In contrast, traditional NAS (network-attached storage) gateways or tiering systems are often used to bridge on-prem NAS storage with cloud environments.

They provide a global file system that enables cloud-based access to locally stored files, with all metadata managed through the gateway itself. While this setup can give the appearance of archiving, it falls short of true archiving because access to the data remains dependent on the gateway. If the gateway is decommissioned or the vendor exits the market, data recall becomes a major risk.

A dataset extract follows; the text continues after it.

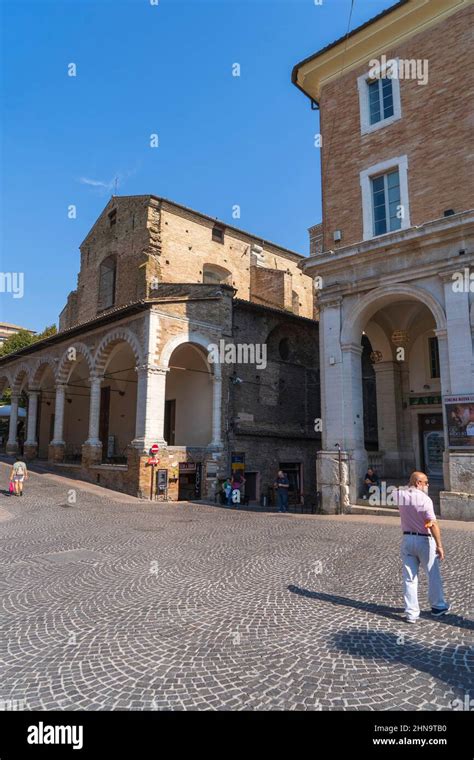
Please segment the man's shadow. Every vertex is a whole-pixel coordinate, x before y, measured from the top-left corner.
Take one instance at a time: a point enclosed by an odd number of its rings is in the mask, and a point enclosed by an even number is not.
[[[298,586],[288,586],[292,593],[317,601],[352,607],[353,609],[371,612],[392,620],[403,623],[402,632],[408,633],[414,626],[404,623],[398,612],[399,608],[387,605],[361,602],[335,594],[325,594],[319,591],[308,591]],[[431,616],[428,615],[430,619]],[[438,618],[437,622],[447,625],[455,625],[472,630],[474,625],[471,621],[459,615],[445,615]],[[464,698],[467,694],[474,694],[474,676],[472,661],[474,649],[472,646],[450,645],[442,650],[426,646],[413,639],[401,637],[400,633],[391,631],[367,631],[365,629],[347,629],[338,631],[330,638],[332,645],[339,651],[345,652],[352,657],[364,657],[373,660],[384,660],[387,663],[399,662],[408,665],[415,670],[427,673],[440,681],[444,681],[458,696]]]
[[[288,591],[299,596],[305,596],[308,599],[315,599],[320,602],[328,602],[330,604],[337,604],[343,607],[352,607],[356,610],[362,610],[363,612],[371,612],[374,615],[381,615],[382,617],[390,618],[403,623],[408,627],[401,617],[403,609],[401,607],[390,607],[386,604],[375,604],[374,602],[363,602],[358,599],[350,599],[346,596],[337,596],[336,594],[325,594],[323,591],[310,591],[306,588],[300,588],[299,586],[290,585]],[[428,619],[434,621],[435,618],[431,616],[429,612],[421,613],[422,619]],[[468,631],[474,630],[474,621],[463,618],[461,615],[443,615],[443,617],[436,618],[436,622],[443,625],[451,625],[456,628],[465,628]]]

Modern archiving technologies that connect directly to both primary and archive storage platforms eliminate the need for a middleman, drastically improving migration speed, accuracy, and long-term data accessibility. This means organizations can migrate only what’s necessary, ensuring high-value data is cloud-ready while offloading cold data to cost-efficient archival platforms. This not only reduces cloud storage costs but also supports the adoption of cloud-native formats, enabling greater scalability and performance for active workloads.

Driving Optimization and Efficiency

Beyond that, archiving also drives storage optimization and operational efficiency.

For modern enterprises, where more than 60% of enterprise data is typically inactive and often goes untouched for years, organizations are still consuming high-performance (and high-cost) storage.

Using metadata-driven policies, such as file age, access frequency, or ownership status, companies can identify these cold datasets and relocate them to appropriate archive platforms. This clears space on primary systems and optimizes storage tiers for active workloads.

For this kind of use case, tiered storage, deduplication, and advanced monitoring tools not only reduce storage costs but also ensure long-term data preservation.

This is crucial for compliance, analytics, and unlocking the hidden value of historical data. If done this way, businesses can transform data into a strategic advantage that fosters innovation and sustainability.

In addition, vendor-neutral archiving solutions also allow data to be moved and retrieved across heterogeneous environments without lock-in, ensuring long-term accessibility and flexibility. Policy-based automation further streamlines lifecycle management, eliminating the need for manual oversight and reducing the likelihood of human error.

Advanced archiving platforms can also support customizable dashboards and granular visibility, helping IT teams track what’s stored, where it’s located, and how it’s being used. These capabilities are critical for ensuring regulatory compliance, preparing for audits, and unlocking the hidden value of historical data.

Bring all these capabilities together, and effective archiving can transform a reactive storage strategy into a proactive, performance-led approach. What’s more, by embedding archiving into their digital infrastructure, businesses not only optimize how data is stored and managed but also unlock its full potential as a driver of long-term value.